I stick with my gut reaction when something feels wrong.
When I make decisions, I take a step back and assess every angle to make sure I’m making the best choice and can handle the consequences.
When something upsets me, I ask myself am I just taking it personally? Or is the “thing” I’m upset about in the wrong?
With that in mind, I knew at the start of this week that something felt off.
The time change didn’t help. I was looking at the clock on the stove and didn’t know what time it was all day on Sunday. And who knew waking with just an hour difference would be so exhausting.

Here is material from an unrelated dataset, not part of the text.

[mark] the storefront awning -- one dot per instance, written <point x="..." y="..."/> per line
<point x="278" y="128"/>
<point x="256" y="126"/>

The minimum day schedule at the school I work at threw off my routine as well, but nothing I couldn’t handle.
The skies poured torrential rain leaving the central coast in a frenzy not knowing how to handle a little rain.
Even without those factors, something was just off.
Like the calm before a storm.
Well, that storm has hit. The coronavirus that has swept over our entire globe and has turned our nation into hysterics, has now hit home for me.
I didn’t take it seriously. I’m incredibly healthy and so are my husband and daughter. What did I have to worry about?
Well, there are consequences to millions upon billions of people turning into a hysterical mob mentality and to a nation not prepared or properly informed.
I did not let myself get caught up in the chaos. But my anxiety reared its ugly head when I realized that I needed to get supplies and groceries for my own family before the mob scavenged everything. I’m talking basic needs, not hoarding.
My anxiety has also unearthed apocalyptic vibes from my subconscious, which is a recurring theme in my nightmares.
Maybe that’s my ultimate fear. The ending of a beautiful existence not fulfilled. An existence not fully experienced.
That’s exactly what gets to me about my girls: two lives not fully experienced.
There are so many uncertainties in my heart, in our country, and around the world, but human decency and remaining calm has to be at the forefront.
Lending strangers and neighbors supplies when in need. Checking-in on the most vulnerable demographics and giving what we can.
Being without my job for the next two weeks is going to be bizarre. I just hope it doesn’t last more than that, financially we just can’t handle me not working my main job.
Time will only tell what the world will look like with most of us not working, playing sports, shopping, or gathering in public in general.
All I know is that staying home might be the best plan at this point. For I could still be a carrier for the virus, and pass it on to the most vulnerable.